¿Qué diablos has hecho? ¿Qué pone ahí?
David, siempre pendiente de nuestra aprobación, me mostraba
entonces su primer tatuaje. Tenía la pierna cubierta con film transparente y la
piel, aún inflamada, estaba impregnada de una especie de vaselina a través de
la que se podía adivinar varias letras orientales sin mayor sentido.
“Verás cuando cualquier japonés te diga que lo que llevas
escrito es parte del nombre de un plato típico de un restaurante de comida
barata”, le dije.
No me gustaban los tatuajes y lo sabía. No me importó cuando
decidió llevar rastas. El pelo se puede cortar, y luego crece. Aguantará a lo
Bob Marley unos meses y luego, a otra cosa mariposa. Pero los tatoos, los tatoos
se quedan para siempre y como yo soy indecisa por naturaleza, le daba vueltas a
la cabeza y no podía dejar de pensar en el arrepentimiento que, tarde o temprano, acabaría llegando.
Tratar de encontrar tu propio estilo forma parte de la adolescencia, y aquello con lo que te
identificas durante esa parte de tu vida se aleja, casi siempre infinito, del
estilo que los padres desean para ti. Muchos años atrás, por los 70, yo había experimentado esa misma sensación con
una túnica roja, a lo Demis Roussos, que había comprado en la tienda primitiva
de Padra A tope en Cacabelos, y que a mi madre le horrorizaba. Es la edad.
Con el tiempo las rastas efectivamente desaparecieron pero llegaron
los arillos en las orejas, y sí, más
tatuajes. "Pues no se arrepiente", pensé. Cierto que los siguientes eran mucho
más artísticos y elaborados: flores de almendro y carpas, el universo, un
astronauta, el ojo de los iluminatis, una frase sugerente…

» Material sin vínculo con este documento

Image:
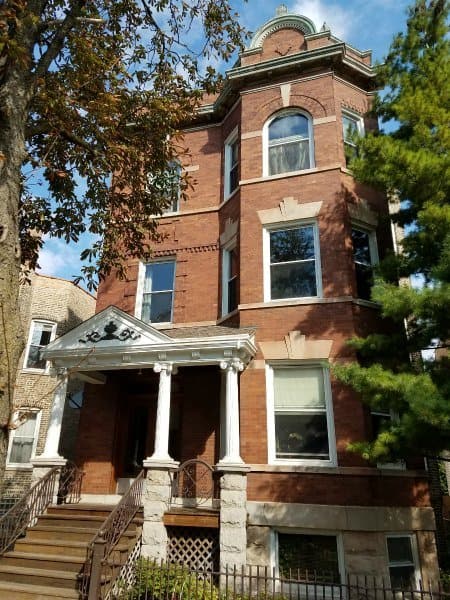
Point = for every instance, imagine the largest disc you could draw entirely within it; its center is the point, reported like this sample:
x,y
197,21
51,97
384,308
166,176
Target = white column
x,y
161,451
56,415
230,420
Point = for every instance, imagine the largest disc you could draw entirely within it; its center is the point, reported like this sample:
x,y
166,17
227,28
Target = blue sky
x,y
365,24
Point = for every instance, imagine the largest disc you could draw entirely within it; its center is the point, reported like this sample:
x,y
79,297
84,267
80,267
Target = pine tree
x,y
412,164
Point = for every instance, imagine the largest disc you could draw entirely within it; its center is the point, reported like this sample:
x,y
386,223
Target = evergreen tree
x,y
411,164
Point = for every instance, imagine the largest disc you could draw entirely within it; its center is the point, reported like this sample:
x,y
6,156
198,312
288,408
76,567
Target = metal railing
x,y
103,562
152,580
25,512
194,482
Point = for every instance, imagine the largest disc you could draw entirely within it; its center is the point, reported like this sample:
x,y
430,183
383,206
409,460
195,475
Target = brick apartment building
x,y
220,348
49,307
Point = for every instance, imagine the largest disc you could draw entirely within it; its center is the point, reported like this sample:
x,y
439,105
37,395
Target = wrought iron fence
x,y
25,512
194,483
106,560
151,580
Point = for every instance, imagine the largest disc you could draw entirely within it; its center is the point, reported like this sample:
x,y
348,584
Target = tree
x,y
412,164
91,90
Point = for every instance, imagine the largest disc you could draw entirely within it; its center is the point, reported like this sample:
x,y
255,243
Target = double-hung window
x,y
166,185
229,280
289,143
231,161
41,334
293,269
403,561
300,415
365,256
155,294
352,127
23,439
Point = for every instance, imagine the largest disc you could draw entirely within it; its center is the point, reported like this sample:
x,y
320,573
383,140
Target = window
x,y
41,334
301,421
23,439
305,557
365,256
231,165
156,292
294,265
352,126
402,556
229,280
289,144
167,185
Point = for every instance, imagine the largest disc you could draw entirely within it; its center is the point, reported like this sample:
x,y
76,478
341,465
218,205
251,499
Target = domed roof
x,y
282,20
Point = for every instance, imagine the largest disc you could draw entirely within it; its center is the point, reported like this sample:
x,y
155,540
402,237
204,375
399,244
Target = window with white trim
x,y
231,164
41,334
155,293
352,127
365,257
167,185
300,415
229,279
23,439
292,263
288,140
403,561
307,557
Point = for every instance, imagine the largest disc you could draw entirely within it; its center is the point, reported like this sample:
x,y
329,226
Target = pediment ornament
x,y
110,332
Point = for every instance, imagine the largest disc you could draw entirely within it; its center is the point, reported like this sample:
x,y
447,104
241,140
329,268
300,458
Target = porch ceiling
x,y
113,339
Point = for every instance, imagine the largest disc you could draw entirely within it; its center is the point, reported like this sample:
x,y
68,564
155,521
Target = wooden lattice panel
x,y
195,547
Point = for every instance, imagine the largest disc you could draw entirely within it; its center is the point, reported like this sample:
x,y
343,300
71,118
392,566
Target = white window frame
x,y
226,250
12,435
271,437
414,551
359,122
140,289
267,230
373,247
232,139
274,555
265,136
53,325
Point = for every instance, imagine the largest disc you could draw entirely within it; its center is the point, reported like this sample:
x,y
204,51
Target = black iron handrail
x,y
35,501
100,548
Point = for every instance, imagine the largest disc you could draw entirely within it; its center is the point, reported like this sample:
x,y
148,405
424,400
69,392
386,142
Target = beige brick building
x,y
49,308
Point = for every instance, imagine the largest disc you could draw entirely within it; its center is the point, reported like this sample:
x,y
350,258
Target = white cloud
x,y
59,259
340,20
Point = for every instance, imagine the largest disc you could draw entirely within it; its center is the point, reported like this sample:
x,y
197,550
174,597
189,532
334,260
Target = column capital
x,y
169,368
235,364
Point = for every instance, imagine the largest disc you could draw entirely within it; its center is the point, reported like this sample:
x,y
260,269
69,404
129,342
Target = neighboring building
x,y
262,277
49,307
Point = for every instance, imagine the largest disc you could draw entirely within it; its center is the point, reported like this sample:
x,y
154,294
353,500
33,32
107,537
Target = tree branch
x,y
57,42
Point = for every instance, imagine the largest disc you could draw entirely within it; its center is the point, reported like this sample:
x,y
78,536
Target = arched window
x,y
289,143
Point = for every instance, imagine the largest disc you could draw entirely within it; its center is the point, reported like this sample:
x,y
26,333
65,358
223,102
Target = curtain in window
x,y
290,156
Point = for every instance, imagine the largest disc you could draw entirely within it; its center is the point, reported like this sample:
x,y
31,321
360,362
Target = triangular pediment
x,y
110,328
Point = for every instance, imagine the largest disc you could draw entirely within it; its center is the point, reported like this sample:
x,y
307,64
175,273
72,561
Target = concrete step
x,y
75,534
43,577
23,591
71,520
53,546
37,560
96,510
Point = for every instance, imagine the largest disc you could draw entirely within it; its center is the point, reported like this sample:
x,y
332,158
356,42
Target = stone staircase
x,y
47,562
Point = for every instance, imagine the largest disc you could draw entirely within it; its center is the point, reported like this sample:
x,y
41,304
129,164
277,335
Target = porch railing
x,y
152,580
103,564
193,483
34,502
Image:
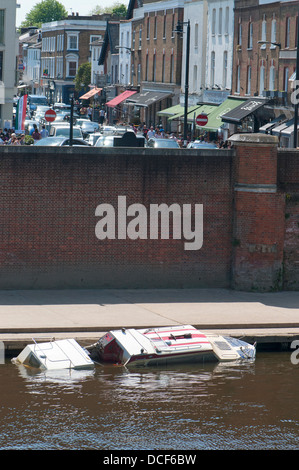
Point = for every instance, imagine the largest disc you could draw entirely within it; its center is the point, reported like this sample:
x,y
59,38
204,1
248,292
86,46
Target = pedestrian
x,y
36,135
151,132
44,133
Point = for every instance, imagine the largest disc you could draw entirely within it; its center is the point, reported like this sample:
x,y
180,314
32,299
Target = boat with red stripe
x,y
167,345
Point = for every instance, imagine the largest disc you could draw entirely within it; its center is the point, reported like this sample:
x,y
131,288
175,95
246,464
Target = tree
x,y
117,10
83,76
44,12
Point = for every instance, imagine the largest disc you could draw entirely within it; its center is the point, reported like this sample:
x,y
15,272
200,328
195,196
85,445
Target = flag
x,y
21,114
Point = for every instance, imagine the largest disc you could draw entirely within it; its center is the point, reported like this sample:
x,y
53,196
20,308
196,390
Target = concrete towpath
x,y
86,314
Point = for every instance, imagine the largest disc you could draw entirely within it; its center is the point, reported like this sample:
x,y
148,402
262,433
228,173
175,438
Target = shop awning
x,y
278,129
181,112
267,127
215,117
172,111
90,94
288,131
120,98
147,98
249,106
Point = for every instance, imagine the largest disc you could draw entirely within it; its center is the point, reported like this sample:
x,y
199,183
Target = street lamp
x,y
270,42
296,86
179,30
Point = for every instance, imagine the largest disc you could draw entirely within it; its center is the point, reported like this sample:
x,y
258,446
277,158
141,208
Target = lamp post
x,y
296,86
179,30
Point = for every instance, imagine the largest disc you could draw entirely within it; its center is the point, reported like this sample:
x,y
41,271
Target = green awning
x,y
214,118
170,111
182,112
203,109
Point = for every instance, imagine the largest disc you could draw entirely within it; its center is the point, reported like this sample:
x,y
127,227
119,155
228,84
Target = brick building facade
x,y
265,42
66,46
250,217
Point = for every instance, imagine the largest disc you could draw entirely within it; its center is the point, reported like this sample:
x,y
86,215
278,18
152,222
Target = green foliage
x,y
44,12
117,10
83,76
29,140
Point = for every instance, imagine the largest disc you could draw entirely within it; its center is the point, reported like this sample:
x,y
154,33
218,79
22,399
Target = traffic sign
x,y
201,120
50,115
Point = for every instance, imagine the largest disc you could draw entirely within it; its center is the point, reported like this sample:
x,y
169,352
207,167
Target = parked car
x,y
88,127
197,144
91,139
60,142
105,141
29,123
107,130
128,139
162,143
64,131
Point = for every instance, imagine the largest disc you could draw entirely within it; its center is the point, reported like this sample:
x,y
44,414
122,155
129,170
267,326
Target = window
x,y
163,67
264,32
1,65
212,68
286,79
224,81
220,22
250,35
146,67
262,80
72,69
214,21
60,43
73,42
238,79
273,32
287,39
172,25
154,67
171,77
2,26
272,78
196,35
194,77
226,27
248,89
240,34
59,67
71,65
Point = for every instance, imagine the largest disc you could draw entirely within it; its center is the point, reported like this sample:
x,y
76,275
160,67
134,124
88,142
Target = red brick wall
x,y
250,225
288,180
48,202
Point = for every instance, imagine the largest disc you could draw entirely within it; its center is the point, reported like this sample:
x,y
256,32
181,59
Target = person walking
x,y
36,135
44,133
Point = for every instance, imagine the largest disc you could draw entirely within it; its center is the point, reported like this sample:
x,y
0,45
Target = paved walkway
x,y
86,313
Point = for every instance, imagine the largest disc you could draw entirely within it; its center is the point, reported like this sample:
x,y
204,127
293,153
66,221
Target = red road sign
x,y
50,115
201,120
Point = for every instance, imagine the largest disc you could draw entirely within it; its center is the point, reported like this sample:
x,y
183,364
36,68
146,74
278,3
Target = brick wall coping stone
x,y
254,139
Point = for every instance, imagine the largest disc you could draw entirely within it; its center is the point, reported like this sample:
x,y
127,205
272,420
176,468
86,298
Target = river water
x,y
203,407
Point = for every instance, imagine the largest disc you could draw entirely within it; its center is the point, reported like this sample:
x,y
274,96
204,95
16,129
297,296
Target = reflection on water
x,y
223,406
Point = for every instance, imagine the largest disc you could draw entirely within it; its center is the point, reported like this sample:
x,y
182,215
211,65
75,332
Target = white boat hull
x,y
54,355
168,345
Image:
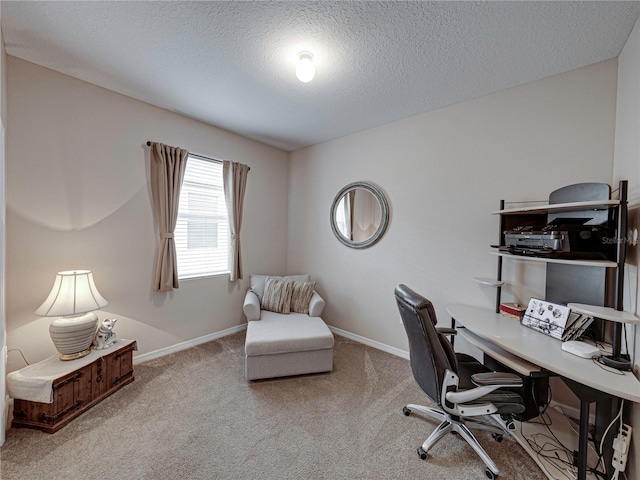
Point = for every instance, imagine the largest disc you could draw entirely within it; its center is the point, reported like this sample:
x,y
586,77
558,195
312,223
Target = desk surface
x,y
545,351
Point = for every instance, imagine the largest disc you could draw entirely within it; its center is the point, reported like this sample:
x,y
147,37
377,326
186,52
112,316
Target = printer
x,y
562,238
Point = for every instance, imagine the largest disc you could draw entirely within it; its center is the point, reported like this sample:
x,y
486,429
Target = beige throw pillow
x,y
277,295
302,293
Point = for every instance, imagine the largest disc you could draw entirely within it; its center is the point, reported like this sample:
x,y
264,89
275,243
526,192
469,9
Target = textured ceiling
x,y
231,64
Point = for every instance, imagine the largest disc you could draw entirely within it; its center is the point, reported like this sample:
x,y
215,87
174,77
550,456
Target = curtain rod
x,y
197,155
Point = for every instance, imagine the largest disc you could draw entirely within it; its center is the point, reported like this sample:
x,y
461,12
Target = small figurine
x,y
105,336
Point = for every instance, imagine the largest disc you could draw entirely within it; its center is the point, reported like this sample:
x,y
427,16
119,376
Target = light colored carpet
x,y
192,415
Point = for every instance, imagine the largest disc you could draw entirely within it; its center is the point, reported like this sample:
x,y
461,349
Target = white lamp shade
x,y
73,293
305,69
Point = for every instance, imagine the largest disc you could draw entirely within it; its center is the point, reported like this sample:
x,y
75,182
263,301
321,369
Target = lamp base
x,y
617,362
73,335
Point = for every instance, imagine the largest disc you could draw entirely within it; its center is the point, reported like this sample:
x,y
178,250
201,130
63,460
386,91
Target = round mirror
x,y
359,215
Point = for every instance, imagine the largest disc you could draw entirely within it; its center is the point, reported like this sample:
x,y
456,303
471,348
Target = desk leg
x,y
583,440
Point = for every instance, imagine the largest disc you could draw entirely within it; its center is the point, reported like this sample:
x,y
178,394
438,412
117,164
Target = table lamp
x,y
73,298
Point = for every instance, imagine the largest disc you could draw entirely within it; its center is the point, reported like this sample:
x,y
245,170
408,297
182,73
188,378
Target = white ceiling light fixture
x,y
305,69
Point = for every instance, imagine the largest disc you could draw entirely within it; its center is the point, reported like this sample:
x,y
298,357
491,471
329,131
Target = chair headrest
x,y
413,300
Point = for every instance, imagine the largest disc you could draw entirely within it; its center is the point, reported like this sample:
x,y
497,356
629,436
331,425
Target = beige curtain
x,y
235,183
167,171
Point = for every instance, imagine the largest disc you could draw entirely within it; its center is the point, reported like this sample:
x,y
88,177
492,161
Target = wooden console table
x,y
72,386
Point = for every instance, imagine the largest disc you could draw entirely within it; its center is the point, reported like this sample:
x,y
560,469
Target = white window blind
x,y
202,229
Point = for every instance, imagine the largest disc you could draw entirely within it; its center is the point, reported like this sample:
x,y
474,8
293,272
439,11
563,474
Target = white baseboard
x,y
145,357
372,343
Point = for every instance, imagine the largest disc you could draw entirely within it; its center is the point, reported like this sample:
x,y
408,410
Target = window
x,y
202,229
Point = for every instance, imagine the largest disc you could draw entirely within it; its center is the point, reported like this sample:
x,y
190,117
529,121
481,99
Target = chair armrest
x,y
464,396
446,330
251,306
498,379
316,305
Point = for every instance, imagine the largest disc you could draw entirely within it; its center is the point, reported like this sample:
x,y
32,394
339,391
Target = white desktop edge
x,y
544,351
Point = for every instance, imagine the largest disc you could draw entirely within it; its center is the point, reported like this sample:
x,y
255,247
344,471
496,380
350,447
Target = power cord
x,y
20,352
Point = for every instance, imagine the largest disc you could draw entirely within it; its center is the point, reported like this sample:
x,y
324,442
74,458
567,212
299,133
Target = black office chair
x,y
460,385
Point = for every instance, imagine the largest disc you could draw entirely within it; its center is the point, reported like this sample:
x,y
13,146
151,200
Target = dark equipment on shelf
x,y
563,238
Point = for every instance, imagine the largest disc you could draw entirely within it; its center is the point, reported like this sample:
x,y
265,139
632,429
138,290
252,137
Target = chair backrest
x,y
430,352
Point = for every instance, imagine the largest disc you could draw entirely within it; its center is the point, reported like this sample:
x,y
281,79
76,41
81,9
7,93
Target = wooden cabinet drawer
x,y
77,391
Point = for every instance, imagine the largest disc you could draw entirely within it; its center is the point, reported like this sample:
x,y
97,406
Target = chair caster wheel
x,y
422,453
490,474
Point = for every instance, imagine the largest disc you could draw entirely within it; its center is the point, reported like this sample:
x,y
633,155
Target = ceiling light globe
x,y
305,69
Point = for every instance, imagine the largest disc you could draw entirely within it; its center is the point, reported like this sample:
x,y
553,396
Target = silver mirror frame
x,y
384,217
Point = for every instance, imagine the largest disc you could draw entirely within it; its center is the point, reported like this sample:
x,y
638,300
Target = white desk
x,y
491,329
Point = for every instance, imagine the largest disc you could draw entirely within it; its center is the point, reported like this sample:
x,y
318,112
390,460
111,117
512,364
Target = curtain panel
x,y
167,171
235,182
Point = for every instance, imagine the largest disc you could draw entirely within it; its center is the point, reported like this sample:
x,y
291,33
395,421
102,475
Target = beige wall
x,y
627,165
4,399
443,173
78,197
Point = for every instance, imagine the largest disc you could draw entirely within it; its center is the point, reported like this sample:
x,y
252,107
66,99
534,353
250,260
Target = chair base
x,y
449,424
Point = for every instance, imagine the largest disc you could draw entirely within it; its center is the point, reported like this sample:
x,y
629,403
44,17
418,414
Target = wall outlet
x,y
621,448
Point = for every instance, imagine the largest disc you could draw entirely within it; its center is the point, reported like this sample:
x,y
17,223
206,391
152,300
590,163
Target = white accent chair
x,y
280,345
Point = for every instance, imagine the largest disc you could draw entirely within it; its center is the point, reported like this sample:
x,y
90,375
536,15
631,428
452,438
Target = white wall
x,y
443,173
78,197
3,121
627,165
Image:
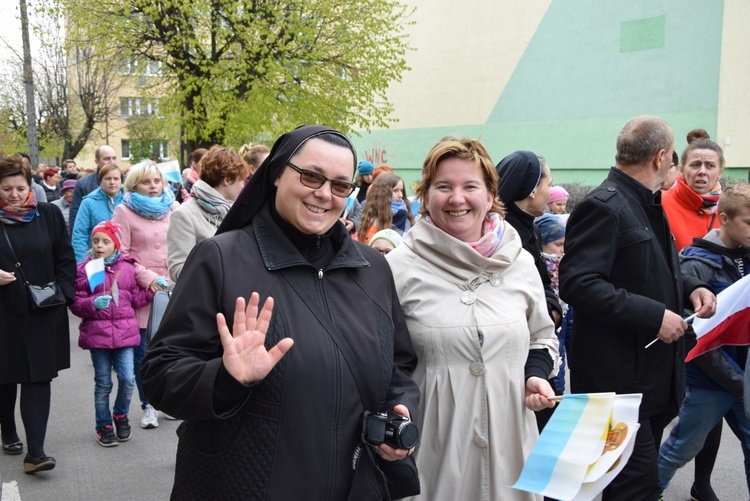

María, que seguía la estela de su hermano, además de un
arillo en la nariz, pronto pidió permiso para hacerse un tatuaje en la nuca. Su
nombre escrito en japonés o chino (nunca lo supe exactamente). “Siempre que sea
discreto y fino”, apuntillé.
Acabé aceptando sus decisiones de adultos ya casi sin
contrariarme, y confieso que me fui acostumbrando a que llevaran la piel “estampada”.
Las chulis se tatúan.
“Las chulis” es el nombre macarra que María y su grupo de
amigas adolescentes se pusieron a modo de grito de guerra. Una amistad
verdadera que se dilata en el tiempo hasta hoy. Lucía, Alba, Sara, Sandra y
María. Difícil de entender que 5 mocosas tan diferentes hayan tejido lazos tan
intensos y tan sinceros. No entendían su vida unas sin otras y aunque el tiempo
las ubicó en lugares distintos, los wassaps, el teléfono, y esos maravillosos encuentros
que organizaban para disfrutar juntas durante navidades o verano, daban
sentido pleno a la palabra amiga. Como los mosqueteros, pero feministas, que
ellas son unas guerreras de cuidado. Cuanto os quiero chulis.
Conscientes de que la vida adulta implica ciertas
distancias, las chulis decidieron, en uno de sus encuentros estivales, tatuarse
un avioncito de papel que representaba los viajes por hacer, los sueños por
cumplir y que sería el sello visible de ese algo especial que las unía. María
lo llevaba en brazo derecho.
Ahora Luis, David y yo, nos hemos hecho el mismo tatuaje.
Nos hemos convertido en chulis.
Tras la muerte de María, las chulis volvieron a tatuarse.
Esta vez una sencilla frase que representaba el más profundo de los
sentimientos “Here with me” (aquí conmigo). Lucía lo lució emocionada el día de
su boda, en un precioso escote a la espalda y bajo un corazón que María le
había dibujado.
Cristina y la reina pollito.
Mi preciosa sobrina Cris lleva tatuado en su brazo una
reina pollito viajando. Un simpático dibujo que ella misma diseñó en memoria de
mi hija. Es su primer y único tatuaje. Gracias cariño.
Qué equivocada estaba.
Ahora vuelvo a pensar en los tatuajes, en que son para
siempre y los adoro.
Y sé que cuando los años pasen y yo ya no esté, algún hijo, algún
sobrino, alguna nieta preguntará: mamá, tía, abuela ¿por qué llevas este tatuaje? Y alguien contará
la historia de una amiga o de una prima, que se llamaba María, que le encantaba
viajar y que dejó, como ese tatuaje, una huella imborrable en la memoria de los que la conocieron.